The potential for Iran to enrich uranium into nuclear-bomb fuel makes its growing capacity to refine the material a key concern for the five permanent U.N. Security Council member nations and Germany.
Tehran insists the effort would strictly generate material for energy production and other nonmilitary atomic activities.
Steps by U.S. lawmakers in the House of Representatives to further tighten Iran's economic isolation, by broadening sanctions against the country, could leave Rouhani with little room to negotiate a compromise, according to participants on the panel at the Washington conference.
Iranian negotiators are seeking curbs on sanctions steadily piled on the country by the United Nations, the European Union, the United States and other nations.
However, U.S. Senate Foreign Relations Committee Chairman Robert Menendez (D-N.J.) and nine colleagues offered no potential relief from existing penalties in a Friday letter to President Obama.
Instead, they offered only to suspend "the implementation of the next round of sanctions currently under consideration by the Congress." The House of Representatives in July passed a bill designed to cut off nearly all of Iran's remaining international oil sales. The Senate, though, has not yet considered the legislation.

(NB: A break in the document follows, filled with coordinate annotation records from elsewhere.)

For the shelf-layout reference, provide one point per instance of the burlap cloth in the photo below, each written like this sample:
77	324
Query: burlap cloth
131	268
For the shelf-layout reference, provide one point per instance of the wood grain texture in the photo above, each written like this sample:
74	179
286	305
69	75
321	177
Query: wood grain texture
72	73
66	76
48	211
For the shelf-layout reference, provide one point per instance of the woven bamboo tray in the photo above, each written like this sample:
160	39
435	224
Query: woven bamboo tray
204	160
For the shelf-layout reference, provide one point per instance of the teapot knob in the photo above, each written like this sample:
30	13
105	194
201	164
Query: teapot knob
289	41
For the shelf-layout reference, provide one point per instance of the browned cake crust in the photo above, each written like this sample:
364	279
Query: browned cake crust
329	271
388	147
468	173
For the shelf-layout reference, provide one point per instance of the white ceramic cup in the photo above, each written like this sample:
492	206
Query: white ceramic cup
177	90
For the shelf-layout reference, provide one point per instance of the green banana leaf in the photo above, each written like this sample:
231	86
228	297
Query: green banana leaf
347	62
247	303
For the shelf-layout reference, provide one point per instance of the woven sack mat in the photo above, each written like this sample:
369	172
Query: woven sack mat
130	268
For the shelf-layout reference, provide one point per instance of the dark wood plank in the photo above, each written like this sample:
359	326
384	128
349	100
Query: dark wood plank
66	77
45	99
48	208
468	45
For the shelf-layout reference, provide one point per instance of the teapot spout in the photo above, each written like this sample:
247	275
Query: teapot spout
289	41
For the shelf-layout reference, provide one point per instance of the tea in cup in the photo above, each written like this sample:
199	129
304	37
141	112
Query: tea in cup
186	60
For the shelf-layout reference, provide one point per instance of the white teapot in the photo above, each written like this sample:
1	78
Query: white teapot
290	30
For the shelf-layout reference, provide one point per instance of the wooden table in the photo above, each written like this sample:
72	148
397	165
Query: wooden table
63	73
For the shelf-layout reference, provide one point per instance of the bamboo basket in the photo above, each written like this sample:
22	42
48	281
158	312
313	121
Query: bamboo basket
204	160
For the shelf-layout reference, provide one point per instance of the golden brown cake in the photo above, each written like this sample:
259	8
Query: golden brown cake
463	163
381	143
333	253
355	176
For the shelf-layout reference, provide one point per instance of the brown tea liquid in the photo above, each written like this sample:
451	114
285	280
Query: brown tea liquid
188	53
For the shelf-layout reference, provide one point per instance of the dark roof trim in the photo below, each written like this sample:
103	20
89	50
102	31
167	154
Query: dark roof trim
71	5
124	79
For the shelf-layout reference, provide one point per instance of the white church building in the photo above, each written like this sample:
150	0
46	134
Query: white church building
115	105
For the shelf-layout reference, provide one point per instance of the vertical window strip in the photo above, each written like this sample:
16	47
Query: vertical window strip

Menendez and the other senators wrote that in return for a "suspension" in implementing potential new sanctions that Congress is weighing, they want Tehran to fully suspend uranium enrichment, among other steps.
"The intent of sanctions is to force Iran to halt and dismantle its nuclear weapons program," their letter to Obama states. "Once this goal has been accomplished in a real, transparent, and verifiable way we will be prepared to remove existing sanctions in a measured, sequenced manner."
Rouhani has declared any permanent uranium-enrichment halt to be off the table. Iranian negotiators reportedly want a "road map" from this week's meeting to establish Tehran's right to a domestic uranium enrichment program as a longer-term objective of discussions.
At the Washington conference, the one-time Obama administration official voiced doubt that Tehran would agree to fully cease its uranium enrichment.
"A deal that zeroed out Iranian enrichment … would be better from a nonproliferation perspective [but] I just don't think that this Iranian regime can agree to such an arrangement," Kahl said.
The former Pentagon official advocated a "good-if-imperfect deal" that would reduce Iran's enrichment capacity and uranium stockpile, bolster international audits of its nuclear sites and bar the nation from enriching uranium beyond a low purity suited only for use in power plants. He added it would be crucial to address Iran's preparation of a heavy-water reactor that could give the nation a route to a plutonium-based bomb.
"In the initial stages of a deal, you wouldn't require congressional action," Kahl said, noting that Obama could act alone in lifting executive-branch penalties.
"The real challenge is if a series of confidence-building interim steps is actually successfully implemented, then the administration would have to make the case to Congress for more enduring sanctions relief, and that will be a very tough sell," he said.
Iran is on track by the middle of next year to become capable of generating enough highly enriched uranium for a single bomb fast enough to evade detection by international monitors, according to a July analysis by the Institute for Science and International Security in Washington.
"At that so-called 'breakout point,' I think decisions related to when diplomacy comes to an end may have to be reached," Kahl said.
Friday's letter was signed by Menendez as well as senators Kelly Ayotte (R-N.H.), Roy Blunt (R-Mo.), Robert Casey (D-Pa.), Christopher Coons (D-Del.) Lindsey Graham (R-S.C.), John McCain (R-Ariz.), Barbara Mikulski (D-Md.), Patty Murray (D-Wash.) and Charles Schumer (D-N.Y.).